Nos últimos meses, a média mantida nos pátios das fábricas e das lojas não passava de 25 dias.

Com a restrição de crédito ao consumidor, as vendas no mês passado caíram 11% em relação a setembro - para 239,2 mil unidades -, e 2,1% na comparação com outubro de 2007, após meses seguidos de resultados recorde. O sinal amarelo levou os executivos das montadoras ao governo, que ontem mesmo iniciou a liberação de parte dos R$ 4 bilhões de uma linha especial de crédito voltada aos bancos das montadoras para financiar o consumo.

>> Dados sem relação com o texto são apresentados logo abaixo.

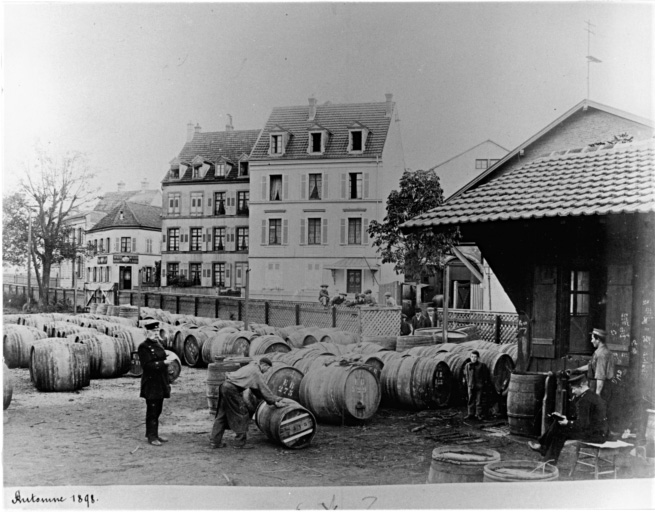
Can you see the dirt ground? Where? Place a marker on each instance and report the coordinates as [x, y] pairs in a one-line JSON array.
[[96, 436]]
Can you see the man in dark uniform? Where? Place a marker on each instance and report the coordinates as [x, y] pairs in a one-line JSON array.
[[232, 411], [477, 379], [589, 424], [154, 380]]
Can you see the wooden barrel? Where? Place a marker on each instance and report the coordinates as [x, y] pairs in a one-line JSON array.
[[17, 343], [266, 344], [109, 357], [386, 342], [524, 403], [215, 377], [293, 426], [339, 337], [174, 366], [7, 388], [404, 343], [520, 471], [415, 382], [340, 393], [193, 348], [59, 365], [459, 464], [284, 380], [226, 344]]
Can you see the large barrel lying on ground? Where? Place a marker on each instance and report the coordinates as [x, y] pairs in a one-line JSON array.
[[520, 471], [266, 344], [7, 388], [292, 425], [215, 377], [17, 343], [226, 344], [108, 356], [415, 382], [457, 464], [524, 403], [340, 393], [59, 365]]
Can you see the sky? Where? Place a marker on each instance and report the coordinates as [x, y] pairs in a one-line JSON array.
[[120, 82]]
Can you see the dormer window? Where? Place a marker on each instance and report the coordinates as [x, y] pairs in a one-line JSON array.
[[357, 134]]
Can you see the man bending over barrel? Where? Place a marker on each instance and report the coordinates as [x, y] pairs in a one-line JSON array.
[[232, 411]]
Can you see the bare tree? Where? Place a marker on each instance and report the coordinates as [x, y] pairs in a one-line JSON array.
[[54, 186]]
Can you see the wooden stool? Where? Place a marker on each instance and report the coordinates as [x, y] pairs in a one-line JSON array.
[[600, 456]]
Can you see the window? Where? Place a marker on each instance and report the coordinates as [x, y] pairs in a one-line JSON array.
[[356, 141], [354, 231], [174, 203], [174, 239], [196, 203], [276, 187], [173, 270], [315, 142], [195, 270], [275, 232], [313, 231], [243, 199], [315, 184], [196, 239], [219, 274], [242, 239], [276, 144], [219, 239], [219, 203], [355, 185]]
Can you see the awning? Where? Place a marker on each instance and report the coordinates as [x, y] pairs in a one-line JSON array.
[[353, 263]]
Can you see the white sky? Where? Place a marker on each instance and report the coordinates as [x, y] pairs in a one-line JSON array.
[[119, 82]]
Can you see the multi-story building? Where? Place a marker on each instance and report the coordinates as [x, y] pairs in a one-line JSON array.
[[319, 175], [124, 247], [205, 211]]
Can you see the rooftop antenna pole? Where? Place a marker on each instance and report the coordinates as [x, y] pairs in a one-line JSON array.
[[590, 58]]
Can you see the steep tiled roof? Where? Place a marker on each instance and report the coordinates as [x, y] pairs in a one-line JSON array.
[[110, 200], [134, 215], [212, 146], [588, 181], [335, 119]]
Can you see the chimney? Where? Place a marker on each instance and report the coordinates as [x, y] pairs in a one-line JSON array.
[[312, 109], [389, 97]]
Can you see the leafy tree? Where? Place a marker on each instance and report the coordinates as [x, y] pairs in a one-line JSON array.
[[418, 253], [53, 187]]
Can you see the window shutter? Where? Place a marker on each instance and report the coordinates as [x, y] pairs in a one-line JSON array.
[[228, 275], [619, 310]]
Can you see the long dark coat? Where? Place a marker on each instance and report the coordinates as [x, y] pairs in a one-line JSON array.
[[154, 381]]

Com a liberação ontem de R$ 1 bilhão dos R$ 4 bilhões, as empresas programam feirões em fábricas e nas revendas neste fim de semana, mas as condições ainda são restritas, principalmente em relação à exigência no valor de entrada.

A GM realizará feirão na fábrica de São Caetano do Sul amanhã e domingo para desovar estoques de carros novos. A Ford, que teve queda de 2,3% nos negócios, também promove feirão nas revendas com oferta de juros mensais de 0,99% e parcelamento em 24 meses. A entrada, porém, é salgada, de 50% do valor do veículo. A Citroën oferece juros de 0,49% para os modelos da linha e prazos de 24 a 48 meses, mas também exige metade do valor do bem como entrada. O alívio é na primeira prestação, que pode ser paga em 1º de abril.
As informações são do jornal O Estado de S. Paulo.